One of the most aggravating aspects of being in business is taxes--understanding them, keeping up with them and, worst of all, paying them. But there are some things you can do as a new business owner to make the process a little less painful. Attorney Stephen Fishman, author of Wage Slave No More: Law & Taxes for the Self-Employed (Nolo Press, $24.95) offers the following tips:
1. Understand the various taxing entities. All levels of government impose taxes. Be familiar with the requirements of each. Federal taxes include income, self-employment, estimated and employment taxes. State taxes include income, employment, sales, property, and other types of taxes that may be unique to your state. Many municipalities impose sales and property taxes on business equipment and furniture. A few large cities even collect income taxes.
2. If appropriate, preserve your independent contractor status. If you operate as an independent contractor, protect that status by using written contracts and controlling how and when you do your work. If you hire independent contractors, do the same for them. If the IRS determines that a person claiming to be an independent contractor is really an employee, you could lose valuable tax deductions.
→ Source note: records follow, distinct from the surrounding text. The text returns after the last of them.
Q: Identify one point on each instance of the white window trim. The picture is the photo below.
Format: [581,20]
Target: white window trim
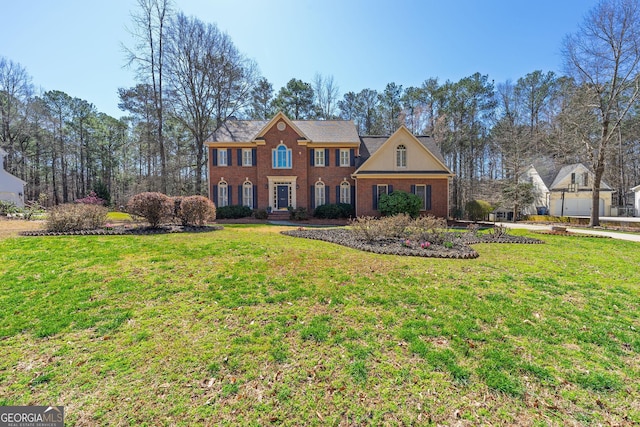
[401,156]
[247,157]
[424,195]
[345,160]
[320,194]
[223,196]
[247,194]
[345,192]
[288,157]
[222,157]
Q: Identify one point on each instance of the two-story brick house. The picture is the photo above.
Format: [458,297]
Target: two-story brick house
[284,163]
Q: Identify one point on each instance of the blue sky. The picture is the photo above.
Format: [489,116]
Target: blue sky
[76,45]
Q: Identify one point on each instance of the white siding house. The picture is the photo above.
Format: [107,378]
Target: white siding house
[11,187]
[571,193]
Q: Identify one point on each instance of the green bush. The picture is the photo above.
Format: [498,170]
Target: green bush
[196,210]
[478,210]
[76,217]
[298,214]
[233,212]
[7,208]
[334,211]
[152,206]
[400,202]
[261,214]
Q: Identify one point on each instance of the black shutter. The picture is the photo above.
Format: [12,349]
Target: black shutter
[312,195]
[374,194]
[255,197]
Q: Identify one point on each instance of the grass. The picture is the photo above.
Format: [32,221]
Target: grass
[247,326]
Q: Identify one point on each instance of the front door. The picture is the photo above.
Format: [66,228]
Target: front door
[283,197]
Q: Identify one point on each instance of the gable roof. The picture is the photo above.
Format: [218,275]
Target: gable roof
[319,131]
[567,170]
[371,147]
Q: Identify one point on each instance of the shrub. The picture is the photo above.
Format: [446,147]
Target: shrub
[153,207]
[233,212]
[334,211]
[478,210]
[371,228]
[298,214]
[76,217]
[400,202]
[261,214]
[196,210]
[428,229]
[92,199]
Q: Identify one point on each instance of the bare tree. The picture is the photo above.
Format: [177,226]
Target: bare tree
[326,96]
[15,91]
[150,32]
[209,79]
[603,56]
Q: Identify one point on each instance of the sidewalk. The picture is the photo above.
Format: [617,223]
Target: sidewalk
[596,232]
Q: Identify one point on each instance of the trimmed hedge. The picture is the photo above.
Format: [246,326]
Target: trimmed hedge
[233,212]
[334,211]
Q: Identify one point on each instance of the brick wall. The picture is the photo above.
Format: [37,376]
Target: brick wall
[439,194]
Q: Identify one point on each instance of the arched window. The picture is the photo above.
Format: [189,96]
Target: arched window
[401,156]
[320,193]
[345,192]
[247,194]
[281,157]
[223,194]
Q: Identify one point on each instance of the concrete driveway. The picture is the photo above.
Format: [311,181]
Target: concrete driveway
[633,237]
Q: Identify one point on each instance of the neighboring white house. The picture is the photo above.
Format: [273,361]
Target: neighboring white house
[570,193]
[636,198]
[540,204]
[11,187]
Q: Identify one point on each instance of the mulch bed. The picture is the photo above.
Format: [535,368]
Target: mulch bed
[569,233]
[459,248]
[124,230]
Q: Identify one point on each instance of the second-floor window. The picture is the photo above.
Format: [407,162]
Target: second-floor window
[222,158]
[223,193]
[281,157]
[319,157]
[247,157]
[345,158]
[401,156]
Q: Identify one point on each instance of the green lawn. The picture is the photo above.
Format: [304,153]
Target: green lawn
[245,326]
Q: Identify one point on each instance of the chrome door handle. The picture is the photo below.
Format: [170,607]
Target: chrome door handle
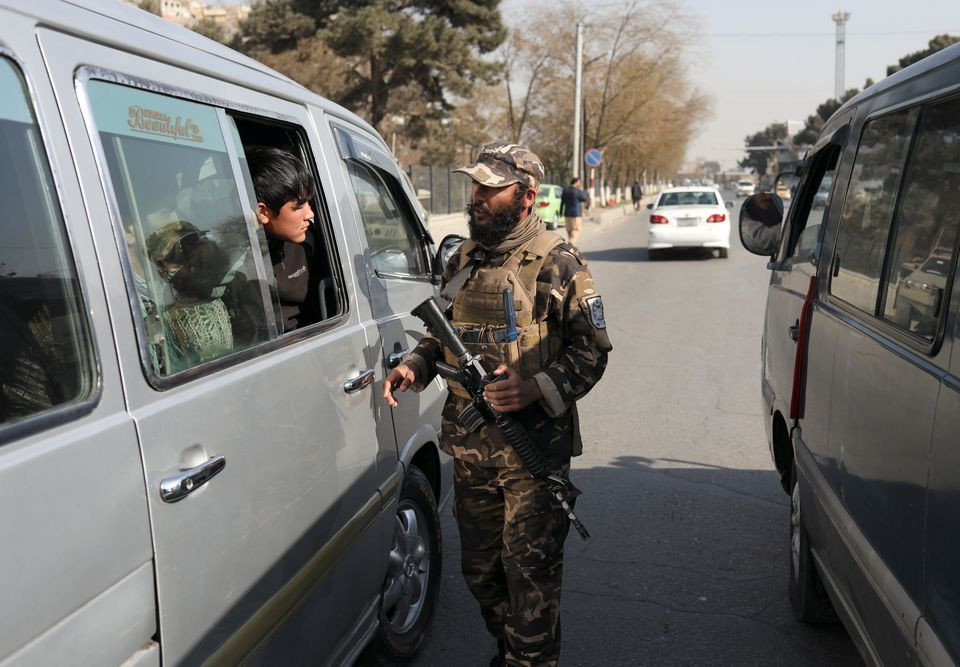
[179,485]
[394,358]
[356,384]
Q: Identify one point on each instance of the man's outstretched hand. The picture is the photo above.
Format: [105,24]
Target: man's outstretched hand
[399,379]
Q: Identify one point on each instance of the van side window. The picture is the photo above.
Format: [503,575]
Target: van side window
[868,209]
[921,254]
[192,247]
[394,246]
[807,235]
[46,359]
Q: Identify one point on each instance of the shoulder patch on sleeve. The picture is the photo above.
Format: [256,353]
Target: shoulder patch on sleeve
[595,309]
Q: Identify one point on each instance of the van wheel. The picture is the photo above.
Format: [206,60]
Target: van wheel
[413,570]
[809,599]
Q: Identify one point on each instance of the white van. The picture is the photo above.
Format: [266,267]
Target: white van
[180,480]
[861,368]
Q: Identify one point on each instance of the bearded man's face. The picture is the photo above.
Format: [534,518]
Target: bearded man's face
[494,212]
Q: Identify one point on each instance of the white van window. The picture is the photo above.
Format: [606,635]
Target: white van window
[190,243]
[46,359]
[394,247]
[926,228]
[868,209]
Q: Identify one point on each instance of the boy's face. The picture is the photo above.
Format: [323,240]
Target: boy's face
[290,223]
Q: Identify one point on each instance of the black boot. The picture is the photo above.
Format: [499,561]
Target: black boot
[499,660]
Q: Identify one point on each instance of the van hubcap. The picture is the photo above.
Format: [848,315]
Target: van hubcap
[408,569]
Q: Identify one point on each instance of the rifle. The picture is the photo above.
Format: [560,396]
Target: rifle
[471,375]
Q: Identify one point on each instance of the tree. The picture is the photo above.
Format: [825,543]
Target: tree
[273,26]
[938,43]
[813,125]
[152,6]
[210,28]
[771,135]
[432,45]
[639,106]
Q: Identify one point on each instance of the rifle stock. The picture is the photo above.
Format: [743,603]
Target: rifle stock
[471,375]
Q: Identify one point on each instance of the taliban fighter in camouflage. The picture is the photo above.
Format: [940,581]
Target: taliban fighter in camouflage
[511,528]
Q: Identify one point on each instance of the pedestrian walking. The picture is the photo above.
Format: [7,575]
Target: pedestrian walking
[511,529]
[571,208]
[636,193]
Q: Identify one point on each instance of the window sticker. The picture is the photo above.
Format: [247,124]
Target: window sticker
[132,112]
[13,107]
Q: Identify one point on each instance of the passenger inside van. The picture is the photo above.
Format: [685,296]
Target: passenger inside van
[283,187]
[195,267]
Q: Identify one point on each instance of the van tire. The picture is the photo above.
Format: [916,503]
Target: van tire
[412,582]
[809,599]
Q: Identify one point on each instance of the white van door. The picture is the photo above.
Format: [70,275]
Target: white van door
[76,578]
[399,276]
[259,448]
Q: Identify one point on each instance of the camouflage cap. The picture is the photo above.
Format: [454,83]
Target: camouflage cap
[499,164]
[161,242]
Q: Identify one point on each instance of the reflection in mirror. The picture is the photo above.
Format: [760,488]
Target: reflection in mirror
[448,246]
[760,218]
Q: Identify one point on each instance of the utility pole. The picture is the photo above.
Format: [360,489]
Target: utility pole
[840,18]
[578,92]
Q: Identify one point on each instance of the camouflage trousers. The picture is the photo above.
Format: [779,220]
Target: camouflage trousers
[511,536]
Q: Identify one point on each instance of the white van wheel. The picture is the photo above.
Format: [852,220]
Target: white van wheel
[413,570]
[809,600]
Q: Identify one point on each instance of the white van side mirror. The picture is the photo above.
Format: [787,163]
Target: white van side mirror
[761,217]
[449,245]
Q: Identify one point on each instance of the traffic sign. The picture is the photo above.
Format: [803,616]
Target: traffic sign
[593,157]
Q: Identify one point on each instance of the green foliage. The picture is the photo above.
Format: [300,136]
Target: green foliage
[811,129]
[771,135]
[152,6]
[210,28]
[938,43]
[402,57]
[273,26]
[432,46]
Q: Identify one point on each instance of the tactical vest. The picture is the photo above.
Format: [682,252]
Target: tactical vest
[479,318]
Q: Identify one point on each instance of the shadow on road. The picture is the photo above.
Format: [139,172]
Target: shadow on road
[642,254]
[688,565]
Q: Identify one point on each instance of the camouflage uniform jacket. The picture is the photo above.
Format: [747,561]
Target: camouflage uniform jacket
[564,292]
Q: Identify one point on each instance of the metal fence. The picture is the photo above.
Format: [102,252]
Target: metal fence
[439,190]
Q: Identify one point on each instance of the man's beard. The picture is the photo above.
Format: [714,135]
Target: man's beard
[498,225]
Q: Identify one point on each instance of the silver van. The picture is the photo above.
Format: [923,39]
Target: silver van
[180,480]
[860,385]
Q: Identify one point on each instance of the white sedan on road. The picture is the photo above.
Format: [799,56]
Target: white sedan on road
[691,217]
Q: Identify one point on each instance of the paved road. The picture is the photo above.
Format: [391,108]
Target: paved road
[688,563]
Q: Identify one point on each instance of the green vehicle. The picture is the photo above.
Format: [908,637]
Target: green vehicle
[548,204]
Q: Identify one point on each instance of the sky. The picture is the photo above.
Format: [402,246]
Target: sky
[772,61]
[766,61]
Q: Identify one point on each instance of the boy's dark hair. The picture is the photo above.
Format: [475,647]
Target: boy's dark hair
[278,176]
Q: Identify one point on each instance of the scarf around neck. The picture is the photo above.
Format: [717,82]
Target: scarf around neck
[524,230]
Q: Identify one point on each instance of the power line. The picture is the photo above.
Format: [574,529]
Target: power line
[768,35]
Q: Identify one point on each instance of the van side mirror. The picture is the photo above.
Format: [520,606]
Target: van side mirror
[448,246]
[761,217]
3. Keep good records. Good records help avoid trouble with the IRS and give you an accurate idea of how your business is performing. (For more on which tax records to keep, See "Tax Talk," December 1997.)
4. Understand what's deductible and what's not. A deduction is an expense or the value of an item that you can subtract from your gross income to determine your taxable income and reduce the amount of tax you pay. Even if you have someone else prepare your tax returns, take the time to learn what you can deduct so you keep the right records and file an accurate return.